Tuesday, February 07, 2006

Biblical Orthodoxy


Biblical Orthodoxy seems to be all the rage these days: or at least there’s a lot of raging going on about who’s got it and who doesn’t -- who’s abandoned it and who’s in charge of defining it. So I wasn’t all that surprised when I found this email question in my inbox from a lay leader in a neighboring parish:

“Hi. I am asking clergy that I respect to answer a question for me. What is Biblical Orthodoxy? Since I evidently don't belong to a group that ascribes to it, I need to know what I am not. Thank you for your help.”

My reply? Biblical Orthodoxy is currently being proposed as a criteria for who’s in and who’s out of the Big Fat Anglican Family of Faith. Basically, those who are using it are saying that unless you understand the Bible to be the inerrant, literal word of God (like they do) then you are not “orthodox” and have abandoned the historic faith.

Poppycock.

Historically, the very IDEA that something called "Biblical Orthodoxy" is a litmus test for communion is essentially antithetical to Classical Anglicanism.

Remember that we are a particular incarnation of Christian faith that emerged from the crucible of compromise that was the English Reformation -- creating a church that was both catholic and protestant and committed to leaving all but the most essential questions of faith to the individual conscience. Actually, we've been through this before -- and I'm NOT talking about the 1970’s when controversy over women’s ordination raged, but the 1600’s when Puritans left the Church of England in droves because it wasn't "pure" enough ... protestant enough ... biblical enough.

Meanwhile, Anglicans went on being the church that emerged from the Elizabethan Settlement: balancing their theology on scripture, tradition and reason. It‘s that church we‘ve inherited -- one that today is marked by an openness to the Holy Spirit (who continues to reveal the amazing wideness, broadness and inclusivity of God's love for us and all creation), by teaching tolerance and by celebrating diversity while wearing zippy vestments and singing good music.And where do we turn when we’re challenged by those who point to the Bible and say, “Ah! But what do you do about passage X, Y or Z?”

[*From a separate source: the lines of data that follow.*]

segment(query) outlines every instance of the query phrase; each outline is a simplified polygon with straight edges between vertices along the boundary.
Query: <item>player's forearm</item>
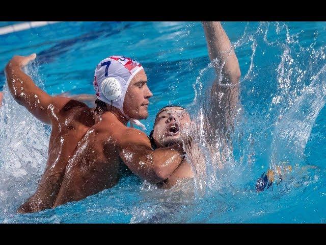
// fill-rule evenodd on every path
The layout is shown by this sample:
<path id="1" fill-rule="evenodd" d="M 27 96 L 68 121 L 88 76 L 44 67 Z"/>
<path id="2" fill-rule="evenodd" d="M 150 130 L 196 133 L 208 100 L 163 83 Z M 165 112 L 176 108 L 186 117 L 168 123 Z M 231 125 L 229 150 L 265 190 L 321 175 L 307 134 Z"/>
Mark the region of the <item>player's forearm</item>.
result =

Being biblically orthodox ourselves, we turn to Holy Scriptures and the words of our Lord and Savior -- who when tested in the Temple by those who demanded that he pick a “greatest commandment” gave us this criteria: “The greatest commandment is this: love the Lord your God with all your heart, soul, mind and strength. And the second is like unto it: love your neighbor as yourself. On these two hang all the law and the prophets.”

THAT’S the foundation of Biblical Orthodoxy: that‘s the historic faith we inherit as Anglican Traditionalists. That’s what you are, my dear, whether you knew it or not: a bastion of Anglican Biblical Orthodoxy.

What you are NOT is an absolutist, a fundamentalist, a literalist or a Latter-Day-Puritan. The truth is “Biblical Orthodoxy” is being used today as smoke screen language to cover up the actual controversy on the table: who has the power, who USED to have the power, who wants the power.

To accuse a fellow Anglican of NOT being "Biblically Orthodox" because their scriptural interpretation disagrees with yours, is like accusing a fellow American of not being patriotic because they belong to a different party or vote for a different candidate. Come to think of it, there’s some of that going on in the culture at large, too, isn’t there? Perhaps we detect a pattern here!

I find it deeply ironic that those whose rhetoric is full of language about commitment, values and historic tradition are so quick to jettison parish and diocesan commitments, devalue by their words and actions those with whom they disagree and abandon historic ties of relationship between bishop and parish; priest and people. The family system metaphor that keeps coming to me is a troubled marriage where there are clearly long standing differences but one partner believes the marriage is worth working through the differences and the other is ready to walk.

Who are the traditionalists, then: the workers or the walkers? For Anglicans, the answer is the workers -- those who hang in there in spite of differences about liturgies and language, gender and genuflection, sheep and goats. The historic faith we inherit is one that is stronger than our differences of interpretation of specific passages of Holy Scripture and deeper than the divides that sometimes separate us into different camps, parties and perspectives. It’s hard work but it’s work worth doing. And it’s the work we’ve been called to do at this particular time in the history of this beloved church of ours: to claim the tradition we inherit as we proclaim the Good News of a God strong enough to unite us in the love that is greater than any differences that threaten to divide us.